I’m Freakin’ Out! College Applications Soon Due

Chewed up pencils, pulled out hair and crumpled up pieces of paper, it must be time for the high school’s seniors to apply to college.

As the recommended deadline for college applications comes near, many Penn Manor seniors are feeling the pressure to get their applications in, as well as finish the graduation requirements for high school.

One senior in particular, Rebecca Irwin, is feeling the heat.

“The application requirements aren’t very clear and I don’t have a lot of time to call and ask because I’m too busy working on my senior project for here [school] and for CTC,” said Irwin.

Irwin plans to apply to Messiah College, Liberty or Bloomsburg universities for nursing. She’s preparing for her future profession by attending the County Career and Technology Center (CTC).

Seniors feel the stress as they apply for college Photo from: Google Image

“I’m not even close to finishing my applications, and it really concerns me,” said Irwin.

The guidance office recommends that students have their applications handed in no later than the end of October and that each student should apply to at least four colleges in which they are interested.

Four colleges means four application fees.

“I hate them (application fees) because you’re supposed to apply to more than one college, and that’s a lot of money for nothing, because three out of the four fees are for nothing,” said senior, Cheyenne Brubaker.

Brubaker plans on getting a major in business management with a minor in accounting and, in preparation for college, she attended a week-long business camp.

As if it’s not bad enough that seniors have to deal with application dates and choosing their colleges of choice, they are getting bombarded with college mail.

“I usually just throw it [the mail] away,” said Irwin.

Some words of comfort may come from teachers who are more than willing to write a letter or recommendation, something which the counseling office recommends that seniors hand in along with their applications.
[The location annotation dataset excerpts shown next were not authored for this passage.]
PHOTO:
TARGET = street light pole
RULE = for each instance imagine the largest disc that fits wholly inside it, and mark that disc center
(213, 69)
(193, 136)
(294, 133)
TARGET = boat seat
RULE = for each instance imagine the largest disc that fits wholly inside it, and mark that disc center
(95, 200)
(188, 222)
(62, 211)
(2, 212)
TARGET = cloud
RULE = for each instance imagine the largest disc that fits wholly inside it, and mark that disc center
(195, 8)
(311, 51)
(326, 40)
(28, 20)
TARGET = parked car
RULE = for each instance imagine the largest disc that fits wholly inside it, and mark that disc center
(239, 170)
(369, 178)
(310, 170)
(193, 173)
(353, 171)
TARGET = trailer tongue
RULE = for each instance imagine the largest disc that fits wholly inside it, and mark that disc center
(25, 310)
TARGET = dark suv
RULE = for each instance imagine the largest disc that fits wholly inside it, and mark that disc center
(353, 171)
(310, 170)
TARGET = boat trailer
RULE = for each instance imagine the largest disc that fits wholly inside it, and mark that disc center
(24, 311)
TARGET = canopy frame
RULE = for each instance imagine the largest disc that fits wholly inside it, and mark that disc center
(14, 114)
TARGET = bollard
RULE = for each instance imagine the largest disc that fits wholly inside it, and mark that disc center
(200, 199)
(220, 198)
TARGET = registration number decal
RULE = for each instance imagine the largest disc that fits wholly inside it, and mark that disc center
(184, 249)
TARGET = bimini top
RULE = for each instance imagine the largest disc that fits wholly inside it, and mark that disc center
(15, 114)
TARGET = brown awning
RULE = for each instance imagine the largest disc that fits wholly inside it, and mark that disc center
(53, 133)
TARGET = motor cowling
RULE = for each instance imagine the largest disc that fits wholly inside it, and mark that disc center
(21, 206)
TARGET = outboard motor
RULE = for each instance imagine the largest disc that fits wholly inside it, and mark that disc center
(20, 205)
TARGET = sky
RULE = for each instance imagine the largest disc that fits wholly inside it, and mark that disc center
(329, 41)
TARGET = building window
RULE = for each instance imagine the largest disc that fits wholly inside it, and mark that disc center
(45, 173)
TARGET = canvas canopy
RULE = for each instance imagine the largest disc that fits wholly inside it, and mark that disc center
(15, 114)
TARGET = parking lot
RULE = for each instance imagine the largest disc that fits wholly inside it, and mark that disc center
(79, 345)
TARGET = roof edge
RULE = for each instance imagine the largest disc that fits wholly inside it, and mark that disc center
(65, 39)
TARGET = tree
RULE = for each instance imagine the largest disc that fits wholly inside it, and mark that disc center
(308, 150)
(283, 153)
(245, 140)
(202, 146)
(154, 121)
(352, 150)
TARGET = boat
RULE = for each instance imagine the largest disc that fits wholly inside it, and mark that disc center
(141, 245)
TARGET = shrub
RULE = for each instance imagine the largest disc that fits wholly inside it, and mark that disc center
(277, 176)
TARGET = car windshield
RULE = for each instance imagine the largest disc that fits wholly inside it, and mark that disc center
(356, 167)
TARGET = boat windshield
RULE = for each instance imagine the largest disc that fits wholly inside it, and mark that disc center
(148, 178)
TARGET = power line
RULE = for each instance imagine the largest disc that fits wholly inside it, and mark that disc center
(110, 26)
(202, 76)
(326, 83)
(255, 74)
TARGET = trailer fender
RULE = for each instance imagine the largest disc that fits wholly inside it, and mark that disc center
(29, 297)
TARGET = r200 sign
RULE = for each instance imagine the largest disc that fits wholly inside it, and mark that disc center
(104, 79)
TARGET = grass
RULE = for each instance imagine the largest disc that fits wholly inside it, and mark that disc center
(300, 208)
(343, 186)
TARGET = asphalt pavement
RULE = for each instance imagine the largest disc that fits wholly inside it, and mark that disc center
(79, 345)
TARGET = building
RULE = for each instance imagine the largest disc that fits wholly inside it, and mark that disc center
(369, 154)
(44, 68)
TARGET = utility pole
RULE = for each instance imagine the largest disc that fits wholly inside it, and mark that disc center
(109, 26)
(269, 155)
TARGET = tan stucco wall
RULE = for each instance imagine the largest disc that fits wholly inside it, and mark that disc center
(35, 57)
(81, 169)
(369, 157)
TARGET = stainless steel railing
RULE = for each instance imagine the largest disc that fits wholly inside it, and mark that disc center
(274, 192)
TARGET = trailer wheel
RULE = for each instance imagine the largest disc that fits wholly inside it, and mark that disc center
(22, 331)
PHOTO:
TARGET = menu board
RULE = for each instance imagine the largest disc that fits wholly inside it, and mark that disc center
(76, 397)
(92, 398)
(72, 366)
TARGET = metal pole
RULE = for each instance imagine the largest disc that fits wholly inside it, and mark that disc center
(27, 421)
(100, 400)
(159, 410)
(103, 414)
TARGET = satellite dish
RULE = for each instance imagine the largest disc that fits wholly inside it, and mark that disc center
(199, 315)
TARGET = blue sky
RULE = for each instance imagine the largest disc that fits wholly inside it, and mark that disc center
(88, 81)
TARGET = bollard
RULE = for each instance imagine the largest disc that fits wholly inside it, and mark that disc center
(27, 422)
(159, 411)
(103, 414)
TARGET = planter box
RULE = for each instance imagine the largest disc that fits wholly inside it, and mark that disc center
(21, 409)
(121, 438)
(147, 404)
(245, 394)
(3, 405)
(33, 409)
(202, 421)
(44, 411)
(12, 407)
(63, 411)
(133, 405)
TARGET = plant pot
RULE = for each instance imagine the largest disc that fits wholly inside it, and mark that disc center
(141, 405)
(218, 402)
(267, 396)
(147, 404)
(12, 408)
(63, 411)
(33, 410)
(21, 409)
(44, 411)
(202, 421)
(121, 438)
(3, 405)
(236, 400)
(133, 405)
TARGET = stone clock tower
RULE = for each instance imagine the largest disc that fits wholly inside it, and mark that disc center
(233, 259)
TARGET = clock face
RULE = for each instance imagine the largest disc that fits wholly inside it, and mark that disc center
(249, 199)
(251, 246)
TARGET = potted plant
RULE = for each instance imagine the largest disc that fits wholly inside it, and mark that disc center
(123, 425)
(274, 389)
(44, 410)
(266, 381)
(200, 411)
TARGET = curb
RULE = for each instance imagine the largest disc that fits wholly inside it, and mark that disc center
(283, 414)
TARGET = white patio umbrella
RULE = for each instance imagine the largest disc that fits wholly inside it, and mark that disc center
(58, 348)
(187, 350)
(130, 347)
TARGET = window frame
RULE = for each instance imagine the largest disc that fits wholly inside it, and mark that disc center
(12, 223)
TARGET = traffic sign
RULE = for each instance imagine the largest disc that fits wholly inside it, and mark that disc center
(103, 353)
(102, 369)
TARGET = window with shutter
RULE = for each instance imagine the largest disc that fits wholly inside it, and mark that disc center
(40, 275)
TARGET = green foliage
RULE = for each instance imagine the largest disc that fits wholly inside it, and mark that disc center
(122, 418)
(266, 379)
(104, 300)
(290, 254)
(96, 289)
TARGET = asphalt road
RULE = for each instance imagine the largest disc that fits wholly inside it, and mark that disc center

Although senior, Emily Hess was worried about her recomendations.

“I’m applying to all the military branches, and I asked teacher from my old Mennonite school to write my letters, but they don’t believe in war so I thought they wouldn’t do it, but they did,” said Hess.

Another recommendation from counselors to seniors is to retake the SATs if they aren’t happy with their scores or if they feel as though they could have done better on them.

Hopefully, by November, bald spots the seniors have created from pulling out their hair will be filled in.